What's the training batch size? I'm trying to understand how many tokens it has seen.

[-]

volious-ka@reddit (OP)

240m tokens.

[-]

FullOf_Bad_Ideas@reddit

Ok so it took about an hour, you gave room to make it more polished.

I've pre-trained 0.1-4B MoEs on 100M-80B tokens, a lot of it locally on a powerful rig, and I've seen gains quickly taper off. Models get kinda coherent quickly but to get to real subject understanding it takes about 10000x+ more compute. My best model still can't quite tell how to take care of a goat or where to find cows.
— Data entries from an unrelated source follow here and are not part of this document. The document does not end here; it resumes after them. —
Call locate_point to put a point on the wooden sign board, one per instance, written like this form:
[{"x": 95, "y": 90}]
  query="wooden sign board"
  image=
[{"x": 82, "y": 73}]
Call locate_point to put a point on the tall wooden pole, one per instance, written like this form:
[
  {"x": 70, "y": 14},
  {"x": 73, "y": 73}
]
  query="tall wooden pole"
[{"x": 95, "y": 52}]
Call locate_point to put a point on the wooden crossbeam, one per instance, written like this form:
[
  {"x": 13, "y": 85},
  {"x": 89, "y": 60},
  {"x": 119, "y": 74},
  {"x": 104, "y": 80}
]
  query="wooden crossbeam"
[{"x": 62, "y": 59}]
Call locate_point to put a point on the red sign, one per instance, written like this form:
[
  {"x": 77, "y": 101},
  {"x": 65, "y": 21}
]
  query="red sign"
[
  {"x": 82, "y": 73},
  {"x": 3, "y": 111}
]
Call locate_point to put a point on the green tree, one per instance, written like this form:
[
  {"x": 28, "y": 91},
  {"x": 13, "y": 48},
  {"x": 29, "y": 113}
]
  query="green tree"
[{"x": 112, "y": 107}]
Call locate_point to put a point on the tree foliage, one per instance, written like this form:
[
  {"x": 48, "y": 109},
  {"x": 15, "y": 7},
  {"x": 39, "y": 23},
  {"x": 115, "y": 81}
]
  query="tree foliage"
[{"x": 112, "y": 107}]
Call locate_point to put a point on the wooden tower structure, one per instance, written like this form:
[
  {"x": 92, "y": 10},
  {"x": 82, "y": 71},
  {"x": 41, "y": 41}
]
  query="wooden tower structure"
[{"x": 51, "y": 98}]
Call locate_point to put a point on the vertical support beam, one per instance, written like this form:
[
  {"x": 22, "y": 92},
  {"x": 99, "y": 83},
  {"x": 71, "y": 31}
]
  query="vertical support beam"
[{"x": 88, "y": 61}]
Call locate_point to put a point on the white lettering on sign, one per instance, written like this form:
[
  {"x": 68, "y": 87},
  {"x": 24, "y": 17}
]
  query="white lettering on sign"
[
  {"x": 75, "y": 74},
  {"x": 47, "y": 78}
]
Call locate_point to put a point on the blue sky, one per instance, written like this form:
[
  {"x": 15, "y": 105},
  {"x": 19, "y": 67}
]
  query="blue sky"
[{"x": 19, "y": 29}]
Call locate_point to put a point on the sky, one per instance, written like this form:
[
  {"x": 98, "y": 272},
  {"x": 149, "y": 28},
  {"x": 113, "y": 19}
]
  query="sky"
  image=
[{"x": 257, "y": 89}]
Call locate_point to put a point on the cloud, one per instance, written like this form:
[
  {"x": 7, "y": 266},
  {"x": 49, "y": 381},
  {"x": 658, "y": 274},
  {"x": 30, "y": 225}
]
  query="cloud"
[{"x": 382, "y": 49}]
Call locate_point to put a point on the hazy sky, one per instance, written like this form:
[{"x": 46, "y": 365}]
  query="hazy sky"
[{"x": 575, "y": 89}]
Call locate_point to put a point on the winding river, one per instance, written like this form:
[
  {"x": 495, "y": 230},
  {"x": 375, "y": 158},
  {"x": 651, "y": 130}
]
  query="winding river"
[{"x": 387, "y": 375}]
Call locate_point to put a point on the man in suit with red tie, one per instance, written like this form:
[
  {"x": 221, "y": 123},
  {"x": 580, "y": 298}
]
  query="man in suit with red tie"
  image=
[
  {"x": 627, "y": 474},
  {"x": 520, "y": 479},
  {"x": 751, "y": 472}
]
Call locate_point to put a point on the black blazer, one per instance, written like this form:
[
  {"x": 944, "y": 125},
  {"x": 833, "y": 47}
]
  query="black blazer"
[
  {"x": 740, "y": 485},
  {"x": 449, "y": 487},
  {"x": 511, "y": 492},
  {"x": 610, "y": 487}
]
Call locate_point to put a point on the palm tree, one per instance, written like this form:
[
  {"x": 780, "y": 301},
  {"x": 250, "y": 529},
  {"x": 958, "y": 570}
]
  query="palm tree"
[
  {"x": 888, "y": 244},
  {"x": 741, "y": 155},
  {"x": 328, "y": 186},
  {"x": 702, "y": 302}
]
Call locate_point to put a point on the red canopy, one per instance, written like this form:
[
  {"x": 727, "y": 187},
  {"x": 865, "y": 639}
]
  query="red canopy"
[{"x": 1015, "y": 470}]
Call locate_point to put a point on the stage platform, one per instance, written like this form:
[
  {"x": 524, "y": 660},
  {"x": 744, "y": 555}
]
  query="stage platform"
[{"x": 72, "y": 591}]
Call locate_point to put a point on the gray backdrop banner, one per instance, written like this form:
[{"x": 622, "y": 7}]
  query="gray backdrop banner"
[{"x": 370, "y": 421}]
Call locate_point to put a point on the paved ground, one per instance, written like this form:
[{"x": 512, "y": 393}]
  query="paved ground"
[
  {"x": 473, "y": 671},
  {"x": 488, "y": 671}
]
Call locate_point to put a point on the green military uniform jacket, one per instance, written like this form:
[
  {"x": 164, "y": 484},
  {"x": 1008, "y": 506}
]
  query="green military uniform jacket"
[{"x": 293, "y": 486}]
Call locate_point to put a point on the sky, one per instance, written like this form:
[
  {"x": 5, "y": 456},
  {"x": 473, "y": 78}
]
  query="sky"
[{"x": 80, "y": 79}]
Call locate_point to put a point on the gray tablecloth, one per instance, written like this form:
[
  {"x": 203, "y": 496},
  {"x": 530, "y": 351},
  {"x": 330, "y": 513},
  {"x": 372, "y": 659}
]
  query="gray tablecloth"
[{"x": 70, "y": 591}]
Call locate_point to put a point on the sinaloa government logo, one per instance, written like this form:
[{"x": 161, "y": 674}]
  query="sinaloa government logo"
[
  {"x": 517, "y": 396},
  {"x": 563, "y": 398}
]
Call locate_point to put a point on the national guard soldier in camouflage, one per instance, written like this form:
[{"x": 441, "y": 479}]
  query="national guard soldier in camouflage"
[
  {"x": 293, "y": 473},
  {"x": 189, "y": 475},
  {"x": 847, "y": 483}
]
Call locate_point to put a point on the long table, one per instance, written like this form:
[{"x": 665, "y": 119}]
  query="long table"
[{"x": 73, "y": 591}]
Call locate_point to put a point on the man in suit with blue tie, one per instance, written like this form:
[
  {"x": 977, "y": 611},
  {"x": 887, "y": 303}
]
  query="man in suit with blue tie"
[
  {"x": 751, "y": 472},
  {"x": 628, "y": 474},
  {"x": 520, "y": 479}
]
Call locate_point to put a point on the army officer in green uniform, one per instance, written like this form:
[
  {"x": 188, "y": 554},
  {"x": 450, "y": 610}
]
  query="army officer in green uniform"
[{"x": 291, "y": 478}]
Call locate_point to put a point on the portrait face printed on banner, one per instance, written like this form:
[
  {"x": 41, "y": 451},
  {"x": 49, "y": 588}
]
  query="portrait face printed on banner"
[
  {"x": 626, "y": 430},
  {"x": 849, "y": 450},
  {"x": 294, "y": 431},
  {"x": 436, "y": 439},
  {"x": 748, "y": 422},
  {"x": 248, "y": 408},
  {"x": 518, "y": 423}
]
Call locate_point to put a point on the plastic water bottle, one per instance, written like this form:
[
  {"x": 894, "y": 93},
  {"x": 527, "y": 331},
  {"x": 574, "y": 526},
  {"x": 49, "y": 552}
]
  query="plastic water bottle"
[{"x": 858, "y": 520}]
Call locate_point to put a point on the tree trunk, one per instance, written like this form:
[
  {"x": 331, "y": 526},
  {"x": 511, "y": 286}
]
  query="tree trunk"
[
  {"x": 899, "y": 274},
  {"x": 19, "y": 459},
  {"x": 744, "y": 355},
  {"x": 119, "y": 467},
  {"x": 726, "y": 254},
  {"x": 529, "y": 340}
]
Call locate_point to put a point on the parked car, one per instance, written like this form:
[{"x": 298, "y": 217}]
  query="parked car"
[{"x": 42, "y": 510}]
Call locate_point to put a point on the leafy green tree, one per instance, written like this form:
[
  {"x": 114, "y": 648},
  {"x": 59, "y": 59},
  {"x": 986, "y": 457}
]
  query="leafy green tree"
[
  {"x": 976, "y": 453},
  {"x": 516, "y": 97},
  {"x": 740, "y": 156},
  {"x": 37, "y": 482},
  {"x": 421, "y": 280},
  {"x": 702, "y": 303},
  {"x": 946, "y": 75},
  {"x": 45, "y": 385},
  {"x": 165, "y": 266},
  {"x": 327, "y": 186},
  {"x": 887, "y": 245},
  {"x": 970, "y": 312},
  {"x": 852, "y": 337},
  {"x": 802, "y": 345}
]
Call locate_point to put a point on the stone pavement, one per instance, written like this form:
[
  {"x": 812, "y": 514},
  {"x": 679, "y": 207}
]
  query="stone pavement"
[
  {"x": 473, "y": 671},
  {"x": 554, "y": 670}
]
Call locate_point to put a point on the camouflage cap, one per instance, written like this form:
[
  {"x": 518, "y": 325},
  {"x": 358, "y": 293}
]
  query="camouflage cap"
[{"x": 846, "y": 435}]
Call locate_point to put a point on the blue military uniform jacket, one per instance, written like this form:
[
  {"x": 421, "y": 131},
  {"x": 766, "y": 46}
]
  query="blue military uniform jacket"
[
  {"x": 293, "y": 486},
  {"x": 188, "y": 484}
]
Falcon team really got hard into the science of pretraining tiny models, it's definitely something worth using if you're not after compute optimal models but rather tiny models - https://huggingface.co/spaces/tiiuae/tiny-h1-blogpost

[-]

wasnt_in_the_hot_tub@reddit

Cornelius sounds like a made up name, but that's pretty cool, Cornelius.

[-]

Silver-Champion-4846@reddit

Is that a meme reference?

[-]

Athabasco@reddit

Cool, but what is it for?

[-]

volious-ka@reddit (OP)

It's a project on how I teach myself how to build an LLM...

[-]

volious-ka@reddit (OP)

Our org has a discord dedicated to discussing small LLM's and how to make them.

https://discord.gg/XwQ9mZqruY

[-]

jkstaples@reddit

Very cool! I’m very interested in joining your discussion on discord. I’ve just put together a workstation cluster with an m1 ultra 128gb an 4 other Mac minis 16-48gb each m4 and m4 pro to handle smaller models and orchestrate agents and serve as my workstation. I’m currently reviewing a research paper a friend in finance sent me about a financial markets foundational predictions model built by a Chinese researcher, but we’re going to try to apply the process to US equities markets and potentially start building our own models to progress.. I will definitely be reviewing your work!! Thanks for sharing!